A pilgrim's progress
As I prepare to walk the Camino de Santiago, I want to heed the advice of poet David Whyte: "Don't make new declarations...bring what you have." But how do I know if what I have is enough?
In April of 1969 my maternal grandparents Marion and Leonard Goldman set off on the pilgrimage of a lifetime. It was their first trip abroad. They flew first to London, then to Madrid and Rome before arriving at their ultimate destination: Israel. My grandmother carried with her a slim journal, embossed with the words Travels Abroad, a gift from her sister Julia and her husband Lou.
In Rome, Marion writes in her beautiful script, “I threw three coins in the fountain for luck. It was a beautiful sight, even in the rain.” In Jerusalem, she visits the Western Wall, putting her hands on it. Forty-five years laters, I stood with her great granddaughter Marielle (named for Marion), and we put our hands on that same wall.
This September Marielle and I will make a new pilgrimage, on the legendary Camino de Santiago, and I will be carrying my grandmother’s travel diary, just as I did in 1981 on my first trip abroad to spend a semester in London. As I was packing, my mother handed it to me. “Take this,” she said. “I know your grandmother would have wanted you to have it.”
“Dear grandparents,” I wrote at age 21. “I am proud and pleased to continue my journey where you left off, to share this diary with you.”
Now I am sharing it with my mother, too. She will be with Marielle and me on the 240-kilometer (120-mile walk) pilgrimage from Porto, Portugal to Santiago de Compostela in Spain, the shorter Camino de Portugese route of the classic Camino (which is 500 kilometers starting in France). I will carry a small vial of my mother’s ashes and her photograph. I will see things through her eyes as well as my own. I will hear her voice, reminding me, “You’ve have always had exactly what you needed, Amy.”
I will need that reassurance because my expectations for this walk, my Camino, as pilgrims or “peregrinos” refer to their walks, are quite high. As it is a route of great spiritual significance, I am hoping for a revelation along those many days of walking, for a clarity that will dawn like the sunrise of a new day in the hills of Galicia. I envision any doubt or hesitation about my purpose in life evaporating with every step.
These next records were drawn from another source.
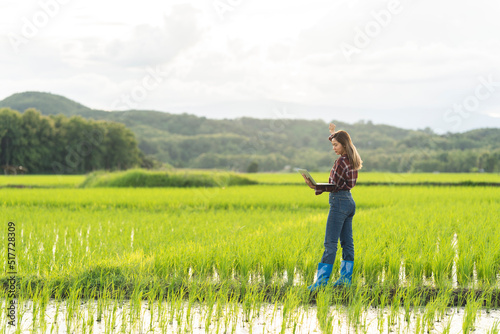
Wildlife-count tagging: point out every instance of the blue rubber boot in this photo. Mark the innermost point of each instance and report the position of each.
(345, 273)
(324, 272)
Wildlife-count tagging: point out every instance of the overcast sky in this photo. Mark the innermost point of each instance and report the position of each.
(409, 63)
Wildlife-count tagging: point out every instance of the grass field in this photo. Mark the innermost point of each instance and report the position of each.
(415, 245)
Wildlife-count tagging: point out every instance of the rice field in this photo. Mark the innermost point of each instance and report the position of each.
(238, 259)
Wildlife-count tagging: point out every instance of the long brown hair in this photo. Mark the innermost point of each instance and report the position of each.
(352, 153)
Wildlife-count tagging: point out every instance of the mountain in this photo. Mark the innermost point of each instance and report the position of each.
(185, 140)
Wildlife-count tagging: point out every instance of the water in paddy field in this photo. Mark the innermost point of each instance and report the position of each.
(182, 317)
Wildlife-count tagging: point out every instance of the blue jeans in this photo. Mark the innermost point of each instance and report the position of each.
(339, 225)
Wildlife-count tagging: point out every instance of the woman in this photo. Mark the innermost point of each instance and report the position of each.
(343, 178)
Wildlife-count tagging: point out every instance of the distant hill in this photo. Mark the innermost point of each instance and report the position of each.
(45, 102)
(185, 140)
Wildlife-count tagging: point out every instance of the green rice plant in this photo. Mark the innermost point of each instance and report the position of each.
(323, 302)
(495, 328)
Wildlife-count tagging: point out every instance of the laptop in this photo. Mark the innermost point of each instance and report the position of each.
(305, 173)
That is too much to carry.
I am reminded of David Whyte’s poem:
For The Road To Santiago
For the road to Santiago,
don’t make new declarations
about what to bring
and what to leave behind.
Bring what you have.
You were always going
that way anyway,
you were always
going there all along.
Bring what you have
I wonder what declarations my grandparents made, as they boarded their flight to London. My aunt Julia and Uncle Lou were there to see them off the night before their departure, as were my cousins, their daughters, Ellie and Debbie, and Debbie’s husband Alan. I was there too, with my parents and my siblings. I was nine years old. The trip seemed exotic, momentous. Even then, I longed for my own travels abroad. My grandmother records in the diary that the next morning, back at the airport, her younger brother Steve hands her “a lovely orchid corsage for me to wear en tour.” I can picture her, proud and lovely and expectant. Did she know then that she’d see two more generations of pilgrims follow in her footsteps, a legacy of seekers?
“Bring what you have,” the poem invites us to consider. So what will I bring?
I will bring this beloved travel diary, trading it back and forth with Marielle so it can reflect three generations of women travelers in the family.
The question that has no right to go away
I will also bring, as
suggests in this essay, “a question that has no right to go away,” a question that may have waited for me my whole life, a question that can make or remake a life. The question that is still making itself known to me.“Questions that have no right to go away are those that have to do with the person we are about to become; they are conversations that will happen with or without our conscious participation. They almost always have something to do with how we might be more generous, more courageous, more present, more dedicated, and they also have something to do with timing: when we might step through the doorway into something bigger, better—both beyond ourselves and yet more of ourselves at the same time.” —David Whyte
Beyond the new pair of hiking shoes that I still need to break in and acquiring the other items on my packing list including a good rain jacket to protect from Galicia’s sudden downpours, I am preparing myself for my Camino with a journey inwards.
As David shared in the first of his current Three Sunday Series, The Road to Santiago: The Life Long Adventure of Getting Where We Want to Go, I am preparing myself for “the intimate road we have to walk inside ourselves, the road along which we give our best gifts…We’re all on some kind of pilgrimage.”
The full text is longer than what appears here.